Project Summary / Abstract Cell-based assays that quantitate the effect of small molecules on cellular behavior are powerful tools in cancer research. The ability to assess small molecules in a physiologically relevant environment is informative, as the assays simultaneously evaluate compound permeability, toxicity, and potency. To date, cell-based assays are largely limited to measure global changes such as phenotype, proliferation, or gene expression. The current challenge is to develop cell-based assays for specific enzyme activities to augment and accelerate drug discovery campaigns. Notably, the most common strategies for measuring enzyme activities, such as radioactivity, absorbance, and fluorescent labels, often cannot be delivered to the appropriate target within the cellular environment and they are susceptible to high rates of false positives. This proposal describes the continued development and validation of a novel label-free methodology that combines cell culture and lysis on customized surface chemistries to allow a mass spectrometry readout for distinct enzyme activities. The approach uses functionalized self-assembled monolayers (SAMs) that present cell adhesion ligands along with substrates for the relevant cellular enzyme targets. Cells are cultured on the monolayers in the presence of small molecules, and then lysed such that enzymes within the lysate have immediate access to convert the immobilized substrate to a product. An advantage of using SAMs on gold is their compatibility with matrix-assisted laser desorption ionization (MALDI) mass spectrometry (MS), an approach termed “SAMDI”, that records the activity of specific enzymes within the lysate. This technique, termed Tandem Culture and Lysis (TCAL)-SAMDI, offers a novel, powerful tool for a quantitative readout of virtually any cellular enzyme activity and represents new capabilities for high-throughput and label-free, cell- based screens for drug discovery.

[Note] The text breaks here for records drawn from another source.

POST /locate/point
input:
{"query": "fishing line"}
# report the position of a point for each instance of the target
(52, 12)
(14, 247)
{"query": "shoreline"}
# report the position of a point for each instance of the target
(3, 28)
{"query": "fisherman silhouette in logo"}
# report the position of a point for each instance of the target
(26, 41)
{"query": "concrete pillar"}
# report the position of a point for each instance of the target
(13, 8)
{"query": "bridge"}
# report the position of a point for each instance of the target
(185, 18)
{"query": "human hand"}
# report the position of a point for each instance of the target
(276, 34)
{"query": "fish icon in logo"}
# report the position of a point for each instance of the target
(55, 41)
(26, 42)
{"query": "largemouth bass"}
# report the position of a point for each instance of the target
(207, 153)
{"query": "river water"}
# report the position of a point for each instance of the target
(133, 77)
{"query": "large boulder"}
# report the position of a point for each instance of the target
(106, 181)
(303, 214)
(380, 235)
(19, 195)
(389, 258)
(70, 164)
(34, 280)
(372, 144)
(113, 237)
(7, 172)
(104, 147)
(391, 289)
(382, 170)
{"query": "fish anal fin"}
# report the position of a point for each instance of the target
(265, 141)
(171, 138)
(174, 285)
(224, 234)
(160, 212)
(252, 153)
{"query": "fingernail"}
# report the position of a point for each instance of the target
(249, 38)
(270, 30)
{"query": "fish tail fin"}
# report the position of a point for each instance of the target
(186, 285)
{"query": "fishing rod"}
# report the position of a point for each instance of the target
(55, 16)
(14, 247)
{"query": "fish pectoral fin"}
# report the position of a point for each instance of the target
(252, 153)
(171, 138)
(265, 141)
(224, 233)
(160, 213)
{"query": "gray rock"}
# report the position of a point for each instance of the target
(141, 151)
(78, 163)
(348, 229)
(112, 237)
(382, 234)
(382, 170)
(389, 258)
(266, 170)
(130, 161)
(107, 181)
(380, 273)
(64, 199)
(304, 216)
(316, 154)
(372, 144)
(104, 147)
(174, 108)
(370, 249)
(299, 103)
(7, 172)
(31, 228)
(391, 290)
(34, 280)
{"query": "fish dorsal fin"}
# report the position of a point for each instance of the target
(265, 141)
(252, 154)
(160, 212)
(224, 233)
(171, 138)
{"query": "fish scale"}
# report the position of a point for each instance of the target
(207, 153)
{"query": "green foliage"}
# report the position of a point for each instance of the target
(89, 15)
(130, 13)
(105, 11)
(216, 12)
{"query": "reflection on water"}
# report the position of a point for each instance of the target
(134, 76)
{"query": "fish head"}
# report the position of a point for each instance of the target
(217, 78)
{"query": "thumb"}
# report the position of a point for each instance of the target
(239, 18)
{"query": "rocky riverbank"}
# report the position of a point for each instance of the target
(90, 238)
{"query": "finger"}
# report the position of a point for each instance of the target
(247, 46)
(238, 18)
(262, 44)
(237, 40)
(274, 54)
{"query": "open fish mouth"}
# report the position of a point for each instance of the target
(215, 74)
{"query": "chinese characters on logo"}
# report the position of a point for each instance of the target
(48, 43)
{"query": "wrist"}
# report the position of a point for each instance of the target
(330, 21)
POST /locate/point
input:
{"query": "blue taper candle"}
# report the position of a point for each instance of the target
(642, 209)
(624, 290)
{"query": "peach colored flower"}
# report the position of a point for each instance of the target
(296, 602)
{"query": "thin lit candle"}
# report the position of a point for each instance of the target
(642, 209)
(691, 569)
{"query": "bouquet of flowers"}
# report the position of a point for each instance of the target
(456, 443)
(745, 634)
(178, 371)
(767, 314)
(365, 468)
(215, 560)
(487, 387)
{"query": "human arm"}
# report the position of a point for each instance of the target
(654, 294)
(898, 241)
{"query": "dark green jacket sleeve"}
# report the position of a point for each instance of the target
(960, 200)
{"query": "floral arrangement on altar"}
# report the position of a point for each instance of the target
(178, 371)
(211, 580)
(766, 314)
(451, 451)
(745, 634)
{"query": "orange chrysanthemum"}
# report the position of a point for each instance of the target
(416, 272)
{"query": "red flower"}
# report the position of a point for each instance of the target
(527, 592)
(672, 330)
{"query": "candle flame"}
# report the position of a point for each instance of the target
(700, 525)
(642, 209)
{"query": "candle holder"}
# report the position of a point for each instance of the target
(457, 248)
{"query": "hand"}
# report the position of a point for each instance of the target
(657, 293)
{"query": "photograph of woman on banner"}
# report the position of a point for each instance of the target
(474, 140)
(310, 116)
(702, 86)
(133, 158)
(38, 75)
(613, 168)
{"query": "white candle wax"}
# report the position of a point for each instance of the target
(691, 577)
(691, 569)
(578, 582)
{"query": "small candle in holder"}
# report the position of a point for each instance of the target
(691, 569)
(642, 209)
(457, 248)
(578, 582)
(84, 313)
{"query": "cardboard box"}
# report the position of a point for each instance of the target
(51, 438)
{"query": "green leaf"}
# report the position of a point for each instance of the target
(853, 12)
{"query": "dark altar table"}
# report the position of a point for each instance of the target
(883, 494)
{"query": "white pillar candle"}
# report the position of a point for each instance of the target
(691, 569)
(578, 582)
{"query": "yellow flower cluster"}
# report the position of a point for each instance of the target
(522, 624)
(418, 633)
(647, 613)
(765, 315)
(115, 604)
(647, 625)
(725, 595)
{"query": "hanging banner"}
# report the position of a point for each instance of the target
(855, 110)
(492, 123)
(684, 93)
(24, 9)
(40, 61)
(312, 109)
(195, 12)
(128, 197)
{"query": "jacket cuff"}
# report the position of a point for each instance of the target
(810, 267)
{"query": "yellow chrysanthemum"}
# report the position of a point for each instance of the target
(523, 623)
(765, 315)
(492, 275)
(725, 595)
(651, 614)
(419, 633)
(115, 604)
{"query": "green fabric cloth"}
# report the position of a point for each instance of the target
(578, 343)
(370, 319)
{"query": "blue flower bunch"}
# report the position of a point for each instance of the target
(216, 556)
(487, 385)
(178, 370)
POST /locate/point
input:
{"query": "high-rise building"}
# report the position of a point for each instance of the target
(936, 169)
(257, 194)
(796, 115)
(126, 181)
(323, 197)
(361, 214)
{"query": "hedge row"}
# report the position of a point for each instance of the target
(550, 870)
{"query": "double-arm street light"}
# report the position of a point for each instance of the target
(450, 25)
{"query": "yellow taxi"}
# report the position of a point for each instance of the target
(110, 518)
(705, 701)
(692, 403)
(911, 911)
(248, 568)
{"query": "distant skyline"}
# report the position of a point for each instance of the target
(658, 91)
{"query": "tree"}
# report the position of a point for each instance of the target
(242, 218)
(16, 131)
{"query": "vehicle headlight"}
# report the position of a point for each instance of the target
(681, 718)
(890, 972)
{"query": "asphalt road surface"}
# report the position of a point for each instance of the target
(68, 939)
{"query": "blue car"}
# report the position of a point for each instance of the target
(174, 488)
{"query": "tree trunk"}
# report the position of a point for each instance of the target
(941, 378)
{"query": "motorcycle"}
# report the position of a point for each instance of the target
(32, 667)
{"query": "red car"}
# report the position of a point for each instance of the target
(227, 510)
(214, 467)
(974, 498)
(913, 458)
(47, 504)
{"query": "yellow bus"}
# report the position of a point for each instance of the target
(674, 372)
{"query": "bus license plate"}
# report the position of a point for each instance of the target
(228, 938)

项目摘要 /摘要 量化小分子对细胞行为影响的基于细胞的测定是强大的工具 癌症研究。在身体相关环境中评估小分子的能力是有益的， 由于这些测定只是评估了复合渗透性，毒性和效力。迄今为止，基于细胞 测定在很大程度上仅限于测量全球变化，例如表型，增殖或基因表达。 当前的挑战是开发基于细胞的分析，以增加特定的酶活性，以增加和 加速药物发现运动。值得注意的是，测量酶的最常见策略 诸如放射性，吸收和荧光标签之类的活动通常无法传递到 在细胞环境中的适当目标，它们容易受到高阳性率的影响。这 提案描述了一种结合的新型无标签方法的持续开发和验证 细胞培养和对定制表面化学的裂解，以允许质谱读数以进行不同 酶活性。该方法使用具有官能化的自组装单层（SAM） 相关细胞酶靶标的粘附配体以及底物。细胞在 单分子在小分子存在下，然后裂解，使裂解物中的酶具有 立即访问将固定的基板转换为产品。在黄金上使用sams的优势是 它们与基质辅助激光解吸电离（MALDI）质谱法（MS）的兼容性 方法称为“ SAMDI”，以记录裂解物中特定酶的活性。这项技术， 称为串联文化和裂解（TCAL）-SAMDI，为定量读数提供了一种新颖，有力的工具 几乎任何细胞酶活性，代表了高通量和无标签的细胞的新功能 基于药物发现的屏幕。